For the reasons expressed above, we AFFIRM the judgment
in Hawkins and the order crediting Hawkins with the CIB payments,
but remand for recalculation of Hawkins's monthly child support
obligation. In Fry, we conclude that there is no final judgment;
treating CSED's appeal as a petition for review, we affirm the order
crediting the CIB payments against Roger Fry's ongoing monthly child
support obligation. (EN6) Given the uncertainty about the amounts
of the arrearages and the offsets contemplated by the superior
court, we decline to consider whether CIB payments should be offset
against Fry's support arrearages accumulated either before or after
he became disabled and eligible for social security benefits.
ENDNOTES:
1. Vanessa Fry did not enter an appearance in this appeal.
2. CIB payments are retroactive to the date of the parent's
eligibility for social security benefits. 42 U.S.C. sec. 402(d)(1).
3. Roger Fry argues that the State filed an earlier appeal on
December 10, 1993, depriving the superior court of jurisdiction to
enter the June 17, 1994, order which is the subject of the present
appeal. That earlier appeal, taken from an October 29, 1993 order
and designated No. S-6111, was actually accepted for filing on
December 17, 1993. However, on December 15, 1993, the superior
court entered an order requesting additional information and
scheduling a hearing. On January 28, 1994, we granted the State's
motion to dismiss No. S-6111. The superior court consequently had
jurisdiction to enter the June 17, 1994 order.
Nonetheless, the June 17, 1994, order is not a final judgment
appealable as of right because it did not decide what arrearages
remained after the credit allowed by the superior court. See Alaska
R. App. P. 204. The order apparently contemplated further
calculations before a judgment could be entered. We choose to treat
CSED's appeal as a petition for review of that portion of the order
that offset CIB payments against Roger Fry's current child support
obligation. Alaska R. App. P. 403.
4. Civil Rule 90.3 requires that the non-custodial parent "must
be ordered to pay a minimum child support amount of no less than
$50.00 per month except as provided in paragraphs (a)(3) and (b)."
Alaska R. Civ. P. 90.3(c)(1)(B).
5. Other potential issues which are neither briefed nor argued,
and on which we indicate no view, are whether CIB payments made to
a child subsequent to payment of AFDC benefits by the State
discharge the obligor parent's liability to the State under an
assignment theory pursuant to AS 47.25.345, under a subrogation
theory pursuant to AS 25.27.130(a), or under a direct statutory
liability theory pursuant to AS 25.27.120(a).
6. In his last argument, Roger Fry requests an enhanced appellate
attorney's fee award. Technically, Fry's argument raises no issue
for consideration by the full court because Fry does not seek review
of a ruling of the superior court. Attorney's fees may be allowed
to a prevailing appellee pursuant to Alaska Appellate Rule 508(b)
and (e).

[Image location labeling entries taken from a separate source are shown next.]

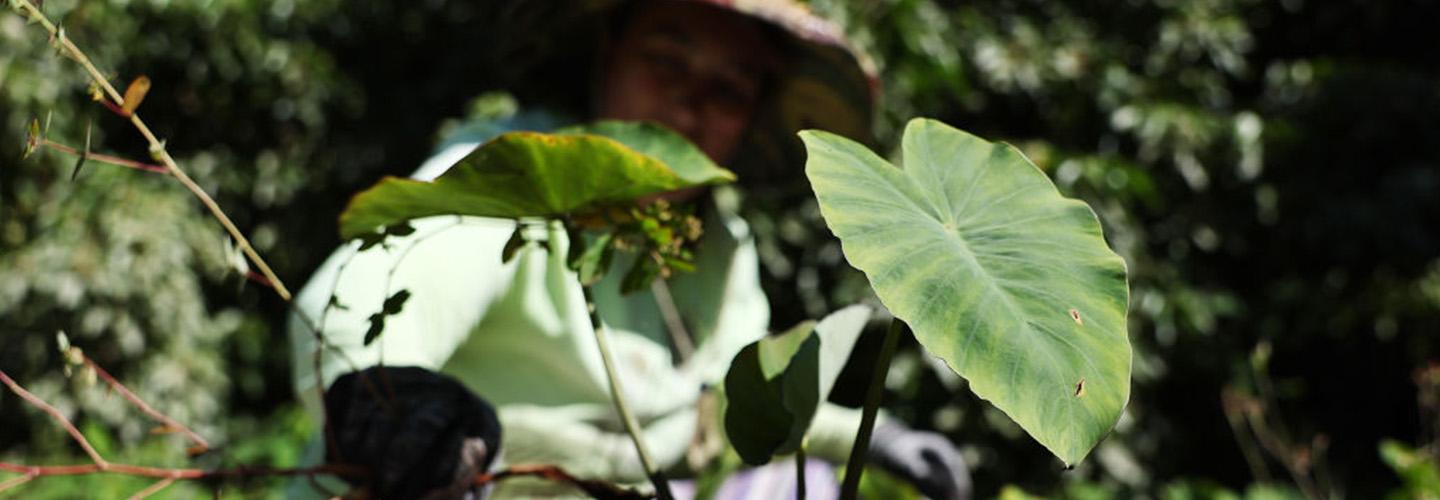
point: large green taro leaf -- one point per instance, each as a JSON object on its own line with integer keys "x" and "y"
{"x": 998, "y": 274}
{"x": 520, "y": 175}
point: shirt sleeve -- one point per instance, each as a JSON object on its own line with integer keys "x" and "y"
{"x": 451, "y": 270}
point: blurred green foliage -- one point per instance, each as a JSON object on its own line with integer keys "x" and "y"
{"x": 1270, "y": 170}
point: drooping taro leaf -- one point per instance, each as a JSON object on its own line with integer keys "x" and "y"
{"x": 775, "y": 385}
{"x": 520, "y": 175}
{"x": 998, "y": 274}
{"x": 772, "y": 392}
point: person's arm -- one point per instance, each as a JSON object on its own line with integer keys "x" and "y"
{"x": 414, "y": 427}
{"x": 452, "y": 273}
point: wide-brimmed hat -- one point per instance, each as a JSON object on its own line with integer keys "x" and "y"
{"x": 824, "y": 82}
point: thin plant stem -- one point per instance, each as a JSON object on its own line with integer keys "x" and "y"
{"x": 15, "y": 481}
{"x": 146, "y": 408}
{"x": 108, "y": 159}
{"x": 680, "y": 337}
{"x": 157, "y": 149}
{"x": 58, "y": 417}
{"x": 617, "y": 395}
{"x": 799, "y": 473}
{"x": 153, "y": 489}
{"x": 867, "y": 421}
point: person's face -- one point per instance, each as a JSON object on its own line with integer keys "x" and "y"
{"x": 693, "y": 68}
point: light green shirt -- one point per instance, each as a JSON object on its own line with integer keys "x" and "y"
{"x": 519, "y": 335}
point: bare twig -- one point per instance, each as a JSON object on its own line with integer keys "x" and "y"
{"x": 65, "y": 422}
{"x": 552, "y": 473}
{"x": 157, "y": 147}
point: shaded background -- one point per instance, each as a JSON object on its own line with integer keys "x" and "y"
{"x": 1270, "y": 172}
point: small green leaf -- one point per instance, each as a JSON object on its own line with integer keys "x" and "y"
{"x": 520, "y": 175}
{"x": 514, "y": 244}
{"x": 641, "y": 274}
{"x": 399, "y": 229}
{"x": 370, "y": 239}
{"x": 376, "y": 327}
{"x": 772, "y": 394}
{"x": 595, "y": 261}
{"x": 32, "y": 139}
{"x": 84, "y": 154}
{"x": 396, "y": 303}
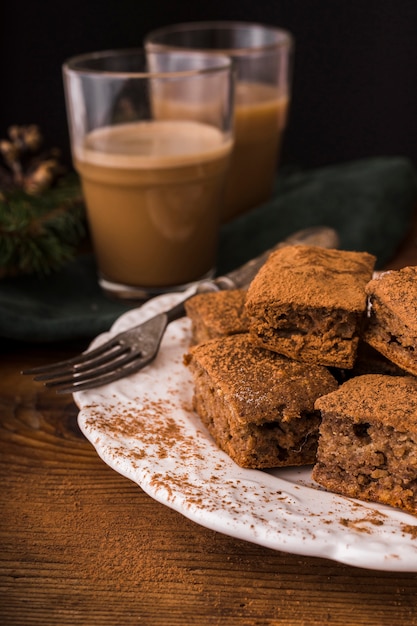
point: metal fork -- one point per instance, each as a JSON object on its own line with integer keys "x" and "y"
{"x": 133, "y": 349}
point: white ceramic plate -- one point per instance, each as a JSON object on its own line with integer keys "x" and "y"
{"x": 144, "y": 428}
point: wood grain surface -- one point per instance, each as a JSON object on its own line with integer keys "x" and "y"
{"x": 80, "y": 544}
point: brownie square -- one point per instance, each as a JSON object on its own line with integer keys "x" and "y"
{"x": 217, "y": 314}
{"x": 392, "y": 326}
{"x": 309, "y": 303}
{"x": 257, "y": 405}
{"x": 368, "y": 440}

Such awards are addressed in the first instance to a
single justice. Alaska R. App. P. 503(f). That award is subject
to reconsideration by the full court. Alaska R. App. P. 503(g).

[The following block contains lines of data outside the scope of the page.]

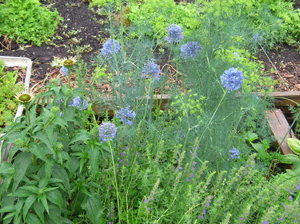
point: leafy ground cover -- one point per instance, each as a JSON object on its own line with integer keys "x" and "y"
{"x": 205, "y": 159}
{"x": 87, "y": 30}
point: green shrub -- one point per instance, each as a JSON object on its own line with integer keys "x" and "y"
{"x": 26, "y": 20}
{"x": 8, "y": 103}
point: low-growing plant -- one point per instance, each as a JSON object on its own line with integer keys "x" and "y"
{"x": 8, "y": 103}
{"x": 32, "y": 22}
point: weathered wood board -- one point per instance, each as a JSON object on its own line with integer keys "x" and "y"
{"x": 280, "y": 129}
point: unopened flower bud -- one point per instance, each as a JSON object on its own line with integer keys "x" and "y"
{"x": 69, "y": 92}
{"x": 19, "y": 142}
{"x": 55, "y": 110}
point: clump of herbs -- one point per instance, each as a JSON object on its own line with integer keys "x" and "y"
{"x": 27, "y": 20}
{"x": 8, "y": 103}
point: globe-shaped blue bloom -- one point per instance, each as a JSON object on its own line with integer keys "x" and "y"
{"x": 174, "y": 34}
{"x": 234, "y": 153}
{"x": 107, "y": 131}
{"x": 64, "y": 71}
{"x": 125, "y": 114}
{"x": 190, "y": 50}
{"x": 232, "y": 79}
{"x": 151, "y": 69}
{"x": 107, "y": 49}
{"x": 256, "y": 37}
{"x": 76, "y": 102}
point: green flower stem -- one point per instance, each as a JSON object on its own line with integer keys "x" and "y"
{"x": 33, "y": 158}
{"x": 116, "y": 182}
{"x": 274, "y": 67}
{"x": 69, "y": 77}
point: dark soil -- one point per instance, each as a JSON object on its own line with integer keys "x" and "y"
{"x": 94, "y": 31}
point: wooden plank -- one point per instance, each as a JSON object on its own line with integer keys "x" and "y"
{"x": 280, "y": 128}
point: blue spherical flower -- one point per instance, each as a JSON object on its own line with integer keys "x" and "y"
{"x": 190, "y": 50}
{"x": 64, "y": 71}
{"x": 232, "y": 79}
{"x": 107, "y": 131}
{"x": 174, "y": 34}
{"x": 125, "y": 114}
{"x": 76, "y": 102}
{"x": 234, "y": 153}
{"x": 107, "y": 49}
{"x": 151, "y": 69}
{"x": 256, "y": 37}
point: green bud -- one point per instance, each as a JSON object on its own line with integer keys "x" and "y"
{"x": 59, "y": 146}
{"x": 69, "y": 92}
{"x": 19, "y": 142}
{"x": 55, "y": 110}
{"x": 52, "y": 81}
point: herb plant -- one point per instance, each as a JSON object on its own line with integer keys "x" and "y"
{"x": 8, "y": 103}
{"x": 32, "y": 22}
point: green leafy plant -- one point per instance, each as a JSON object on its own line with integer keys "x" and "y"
{"x": 8, "y": 103}
{"x": 292, "y": 174}
{"x": 27, "y": 20}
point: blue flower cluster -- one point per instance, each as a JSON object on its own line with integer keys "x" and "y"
{"x": 257, "y": 37}
{"x": 107, "y": 49}
{"x": 76, "y": 102}
{"x": 151, "y": 69}
{"x": 107, "y": 131}
{"x": 190, "y": 50}
{"x": 234, "y": 153}
{"x": 64, "y": 71}
{"x": 174, "y": 34}
{"x": 232, "y": 79}
{"x": 125, "y": 114}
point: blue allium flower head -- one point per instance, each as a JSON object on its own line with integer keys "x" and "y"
{"x": 234, "y": 153}
{"x": 236, "y": 56}
{"x": 232, "y": 79}
{"x": 125, "y": 114}
{"x": 107, "y": 131}
{"x": 107, "y": 49}
{"x": 64, "y": 70}
{"x": 190, "y": 50}
{"x": 151, "y": 69}
{"x": 76, "y": 102}
{"x": 257, "y": 37}
{"x": 174, "y": 34}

Fry seems to argue that he is entitled to an enhanced fee because
he, by allegedly pressing his case on behalf of other disabled
obligors, is a public interest litigant and because our earlier
ruling in Miller renders the State's position frivolous. Although
the amount of any award is initially addressed to the discretion of
a single justice, we note that Fry could not be considered a public
interest litigant and that the State's position is not frivolous.